State high school football playoffs will follow the footsteps of state basketball playoffs with a Football Seeding Process (FSP) starting this fall.
Members of the Football Seeding Committee are meeting at the Washington Interscholastic Activities Association (WIAA) office in Renton at 9 a.m. today, Sunday, to figure out who shall be seeded where in state brackets.
This will be done for all levels of the state from 2B through 4A with 16-team brackets.
A committee will meet Nov. 11 to determine the 1B eight-team bracket.
WIAA said committee members have been evaluating teams throughout the season, collecting data and input on how to seed teams.

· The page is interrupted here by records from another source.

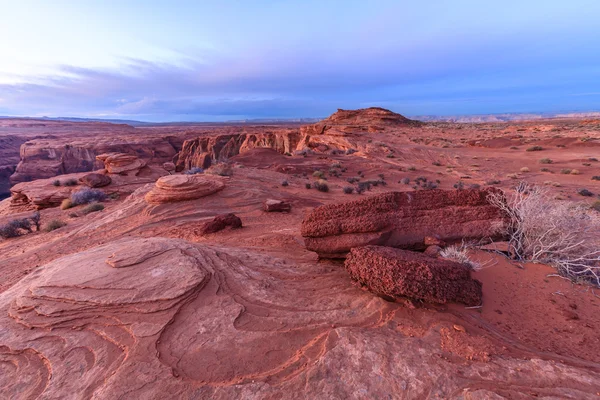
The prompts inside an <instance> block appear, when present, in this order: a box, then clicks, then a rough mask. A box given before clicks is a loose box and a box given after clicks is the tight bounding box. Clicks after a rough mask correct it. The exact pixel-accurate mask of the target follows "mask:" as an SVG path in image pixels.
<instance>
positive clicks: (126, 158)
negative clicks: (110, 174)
mask: <svg viewBox="0 0 600 400" xmlns="http://www.w3.org/2000/svg"><path fill="white" fill-rule="evenodd" d="M96 159H97V160H100V161H102V162H103V163H104V167H105V168H106V171H107V172H108V173H109V174H129V173H133V174H135V173H137V172H139V170H140V168H142V167H144V166H145V165H146V162H145V161H144V160H141V159H140V158H138V157H137V156H135V155H132V154H125V153H107V154H100V155H98V156H96Z"/></svg>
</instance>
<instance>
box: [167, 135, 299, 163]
mask: <svg viewBox="0 0 600 400" xmlns="http://www.w3.org/2000/svg"><path fill="white" fill-rule="evenodd" d="M299 138H300V135H299V133H298V130H297V129H280V130H266V131H264V132H261V133H245V132H240V133H238V134H226V135H216V136H203V137H199V138H197V139H191V140H186V141H185V142H184V143H183V148H182V149H181V152H180V153H179V154H178V156H177V166H178V168H179V169H180V170H181V169H189V168H192V167H200V168H208V167H210V166H211V165H212V164H213V163H216V162H224V161H227V160H228V159H229V158H231V157H233V156H235V155H238V154H240V153H244V152H246V151H248V150H251V149H254V148H271V149H275V150H276V151H278V152H279V153H281V154H283V153H292V152H293V151H294V150H296V147H297V145H298V140H299Z"/></svg>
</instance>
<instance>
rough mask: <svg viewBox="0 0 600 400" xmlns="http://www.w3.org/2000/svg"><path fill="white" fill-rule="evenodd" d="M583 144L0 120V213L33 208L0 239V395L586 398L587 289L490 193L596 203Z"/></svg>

The football committees, one for each of school size classification, will seed the qualified teams, taking into consideration regular season performance, the state said.
The committees will attempt to avoid league opponents in the first round when possible, and travel implications.

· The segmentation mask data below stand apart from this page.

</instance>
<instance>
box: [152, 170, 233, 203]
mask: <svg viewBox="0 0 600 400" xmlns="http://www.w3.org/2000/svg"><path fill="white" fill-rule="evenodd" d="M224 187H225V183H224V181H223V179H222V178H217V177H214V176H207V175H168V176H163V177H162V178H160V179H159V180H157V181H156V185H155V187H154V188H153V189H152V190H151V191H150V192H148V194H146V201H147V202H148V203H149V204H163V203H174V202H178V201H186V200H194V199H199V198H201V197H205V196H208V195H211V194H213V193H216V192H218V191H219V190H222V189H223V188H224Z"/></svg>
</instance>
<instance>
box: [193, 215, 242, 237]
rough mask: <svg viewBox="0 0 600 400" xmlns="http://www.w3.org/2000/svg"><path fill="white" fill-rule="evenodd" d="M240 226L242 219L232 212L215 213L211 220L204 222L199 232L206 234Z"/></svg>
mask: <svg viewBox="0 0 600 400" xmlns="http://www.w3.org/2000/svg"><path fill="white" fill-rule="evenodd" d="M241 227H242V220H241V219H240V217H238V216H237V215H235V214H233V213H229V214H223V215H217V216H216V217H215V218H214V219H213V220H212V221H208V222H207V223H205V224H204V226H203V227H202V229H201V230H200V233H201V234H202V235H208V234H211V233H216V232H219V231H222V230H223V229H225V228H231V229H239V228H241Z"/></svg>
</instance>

Each football bracket committee member will provide comments on each of the qualified teams in his/her assigned classification before that committee reaches consensus on the finalized bracket, WIAA said.

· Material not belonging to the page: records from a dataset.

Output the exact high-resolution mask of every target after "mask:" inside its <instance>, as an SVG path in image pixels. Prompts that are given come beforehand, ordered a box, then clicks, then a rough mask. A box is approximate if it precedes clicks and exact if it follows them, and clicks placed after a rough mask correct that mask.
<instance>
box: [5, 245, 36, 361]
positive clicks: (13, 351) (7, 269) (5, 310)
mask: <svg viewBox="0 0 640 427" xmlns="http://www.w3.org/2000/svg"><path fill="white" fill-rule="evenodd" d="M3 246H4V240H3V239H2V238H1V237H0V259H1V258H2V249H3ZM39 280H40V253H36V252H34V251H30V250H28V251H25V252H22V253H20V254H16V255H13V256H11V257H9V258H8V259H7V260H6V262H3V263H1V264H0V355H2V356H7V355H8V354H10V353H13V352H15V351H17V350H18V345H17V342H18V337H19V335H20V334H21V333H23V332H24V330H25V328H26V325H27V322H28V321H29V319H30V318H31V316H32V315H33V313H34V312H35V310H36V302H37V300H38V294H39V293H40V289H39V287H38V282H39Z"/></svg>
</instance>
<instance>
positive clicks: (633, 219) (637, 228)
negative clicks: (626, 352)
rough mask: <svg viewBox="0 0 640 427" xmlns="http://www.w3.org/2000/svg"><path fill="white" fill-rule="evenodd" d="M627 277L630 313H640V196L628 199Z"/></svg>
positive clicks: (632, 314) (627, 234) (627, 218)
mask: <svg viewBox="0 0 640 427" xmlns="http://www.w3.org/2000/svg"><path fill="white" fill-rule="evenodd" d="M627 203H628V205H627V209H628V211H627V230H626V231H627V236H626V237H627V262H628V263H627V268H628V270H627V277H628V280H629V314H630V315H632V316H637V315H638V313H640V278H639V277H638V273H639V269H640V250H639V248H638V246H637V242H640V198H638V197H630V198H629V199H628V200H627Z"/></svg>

The state plans to post the bracket later Sunday.
“Since this is the first time for this process, it is difficult to determine the amount of time it will take,” said the WIAA email “The brackets will be posted on the Tournament Central page on the WIAA website and announced via WIAA social media channels as early as possible on Sunday.”
School athletic directors and head football coaches of qualified teams will be notified Sunday, too.
From there the home WIAA district of each team on the bottom of each game in a bracket will be the host in the first round.
Once the brackets are posted, WIAA district directors will work with the participating schools to determine the site, day and time for each game.
WIAA anticipates all details will be finalized by noon on Monday.
Game times, dates and sites will be updated on the WIAA website as provided to the WIAA staff for posting.
The seeding committees recommended, and the WIAA Executive Board approved, that a mandatory video exchange program would be implemented.
You may have noticed those tall booms with a video camera on top at games this season. Those are the game films that are considered for exchanges.
The most popular exchange is HUDL. The state was going to find a way for non-HUDL users to get access to video.
“Knowing that some member schools use different game film platforms than others, the association is working to compile a list of resources for sharing cross-platform for the most commonly used softwares,” WIAA said.
Finally, WIAA decided a Spalding brand of football will be used during all postseason games.